6. In treating xerostomia, cevimeline acts as a:

a. Nicotinic agonist
b. Nicotinic antagonist
c. Muscarinic agonist
d. Muscarinic antagonist

7. Cevimeline should be used with caution when treating patients with cardiovascular disease, because the drug may:

a. Cause tachycardia
b. Cause bradycardia
c. Cause pericardial effusion
d. Cause mitral valve regurgitation

8. Which of the following is not a side effect of colesevelam?

a. Dyspepsia
b. Headache
c. Flatulence
d. Diarrhea

9. When dosing colesevelam, the regimen may be given as:

a. One tablet four times daily
b. Two tablets three times daily
c. Three tablets twice daily
d. Four tablets once daily

10. Severe myelosuppression occurs in all patients receiving gemtuzumab ozogamicin.

a. True
b. False

11. The primary advantage of insulin aspart over regular human insulin is insulin aspart's:

a. Smaller dosing requirements
b. Longer duration of action
c. Stability when frozen
d.

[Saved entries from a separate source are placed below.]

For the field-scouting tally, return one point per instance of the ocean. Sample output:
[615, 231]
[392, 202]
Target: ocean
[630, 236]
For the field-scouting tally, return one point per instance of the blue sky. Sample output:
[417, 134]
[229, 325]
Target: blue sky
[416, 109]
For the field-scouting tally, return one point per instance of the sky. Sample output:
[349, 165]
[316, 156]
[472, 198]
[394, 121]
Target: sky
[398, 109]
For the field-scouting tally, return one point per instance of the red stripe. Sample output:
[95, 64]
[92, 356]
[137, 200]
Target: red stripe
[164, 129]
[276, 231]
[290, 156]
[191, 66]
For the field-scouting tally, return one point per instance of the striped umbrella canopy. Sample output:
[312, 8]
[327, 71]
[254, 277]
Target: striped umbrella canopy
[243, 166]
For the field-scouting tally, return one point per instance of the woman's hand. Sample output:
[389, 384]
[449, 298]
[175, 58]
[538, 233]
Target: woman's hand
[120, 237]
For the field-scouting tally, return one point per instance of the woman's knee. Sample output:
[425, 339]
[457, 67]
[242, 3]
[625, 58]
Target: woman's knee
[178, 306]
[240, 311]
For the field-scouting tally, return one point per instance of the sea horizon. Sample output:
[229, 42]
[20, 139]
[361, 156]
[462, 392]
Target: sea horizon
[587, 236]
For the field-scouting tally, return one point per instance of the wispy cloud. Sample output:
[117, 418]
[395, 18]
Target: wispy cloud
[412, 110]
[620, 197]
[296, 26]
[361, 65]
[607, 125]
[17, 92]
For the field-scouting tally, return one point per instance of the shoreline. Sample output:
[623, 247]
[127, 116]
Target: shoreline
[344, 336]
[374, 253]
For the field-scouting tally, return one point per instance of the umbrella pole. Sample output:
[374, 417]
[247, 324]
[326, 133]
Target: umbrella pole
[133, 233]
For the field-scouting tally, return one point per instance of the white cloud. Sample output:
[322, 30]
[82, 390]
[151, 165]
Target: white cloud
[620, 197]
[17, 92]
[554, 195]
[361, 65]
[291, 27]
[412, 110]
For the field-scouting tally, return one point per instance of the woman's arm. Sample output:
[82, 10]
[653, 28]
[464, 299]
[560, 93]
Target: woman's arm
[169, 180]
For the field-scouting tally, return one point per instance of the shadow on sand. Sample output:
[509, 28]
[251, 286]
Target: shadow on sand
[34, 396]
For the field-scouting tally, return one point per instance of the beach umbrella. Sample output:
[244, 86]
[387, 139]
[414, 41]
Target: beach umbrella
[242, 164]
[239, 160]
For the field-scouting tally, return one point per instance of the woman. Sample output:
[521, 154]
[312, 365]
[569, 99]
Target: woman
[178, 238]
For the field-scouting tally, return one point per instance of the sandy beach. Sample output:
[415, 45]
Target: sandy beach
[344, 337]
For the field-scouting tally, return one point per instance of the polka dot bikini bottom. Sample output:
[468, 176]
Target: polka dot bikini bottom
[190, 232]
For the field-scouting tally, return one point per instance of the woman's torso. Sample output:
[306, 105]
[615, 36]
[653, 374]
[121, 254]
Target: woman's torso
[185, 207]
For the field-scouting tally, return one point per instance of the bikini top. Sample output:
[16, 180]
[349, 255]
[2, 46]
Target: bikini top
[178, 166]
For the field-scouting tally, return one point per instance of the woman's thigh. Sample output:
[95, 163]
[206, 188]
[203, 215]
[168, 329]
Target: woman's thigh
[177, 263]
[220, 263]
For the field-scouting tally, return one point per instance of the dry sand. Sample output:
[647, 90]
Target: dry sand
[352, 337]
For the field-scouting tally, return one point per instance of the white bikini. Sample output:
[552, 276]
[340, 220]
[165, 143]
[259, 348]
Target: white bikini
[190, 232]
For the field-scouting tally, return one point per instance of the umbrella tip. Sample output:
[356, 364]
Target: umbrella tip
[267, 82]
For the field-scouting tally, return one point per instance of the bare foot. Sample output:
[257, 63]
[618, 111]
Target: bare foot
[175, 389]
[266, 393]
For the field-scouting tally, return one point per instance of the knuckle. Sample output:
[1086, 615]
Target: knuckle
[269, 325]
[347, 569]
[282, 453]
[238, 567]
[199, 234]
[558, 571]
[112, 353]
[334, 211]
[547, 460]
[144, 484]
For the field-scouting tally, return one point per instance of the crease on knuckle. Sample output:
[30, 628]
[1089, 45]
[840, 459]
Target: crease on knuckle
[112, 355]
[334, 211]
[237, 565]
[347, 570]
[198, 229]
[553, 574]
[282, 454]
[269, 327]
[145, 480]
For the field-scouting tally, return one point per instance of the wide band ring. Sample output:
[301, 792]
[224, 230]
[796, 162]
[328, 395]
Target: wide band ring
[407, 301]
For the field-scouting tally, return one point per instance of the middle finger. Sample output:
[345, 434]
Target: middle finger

Quicker onset and shorter duration of action

12. When counseling a patient about using insulin aspart, the pharmacist should stress:

a. The importance of eating a meal immediately after taking a dose
b. That the patient should never let his or her serum glucose get below 110 mg/dl
c. This form of insulin should not be mixed with others
d. The patient must not eat until at least an hour after dosing

13. Insulin glargine:

a. Offers a lower potential for nocturnal hypoglycemia through its longer duration of action
b. Can be mixed with other forms of insulin to tailor a patient's regimen
c. Is a short-acting form of human insulin
d. Derives its long duration of action by precipitating in the acid pH of the tissues into which it is injected

14. Insulin glargine is indicated for:

a. Patients with Type 1 diabetes only
b. Adult patients only
c. Patients with Type 1 or Type 2 diabetes who need more control
d. The rapid correction of severe hyperglycemia

15. The spectrum of activity of linezolid includes resistant aerobic gram-positive bacteria and also some anaerobic and gram-negative species.

a. True
b. False

16. A patient taking pseudoephedrine who is prescribed linezolid might be put at risk for:

a. Hypertension
b. Hypotension
c. Reduced effectiveness of the antibiotic
d. Hepatotoxicity

17. The presence of ritonavir in lopinavir/ritonavir is for the purpose of:

a. Preventing lopinavir from causing neurotoxicity
b. Lending its antiviral effect to provide synergistic activity
c. Solubilizing the lopinavir for the oral solution
d. Inhibiting metabolism of the lopinavir

18. In clinical trials, the incidence of gastrointestinal side effects with meloxicam generally were:

a. 10% to 12%
b. 7% to 8%
c. Less than 5%
d. Less than 1%

19. The maximum recommended dose of meloxicam is:

a. 7.5 mg daily
b. 15 mg daily
c. 30 mg daily
d. 45 mg daily

20. The use of mifepristone to terminate a pregnancy requires three visits to the clinic.

a. True
b. False

 

 

Marvin Davis. New Drug Approvals--2000 Part 1. Drug Topics 2001;3:51.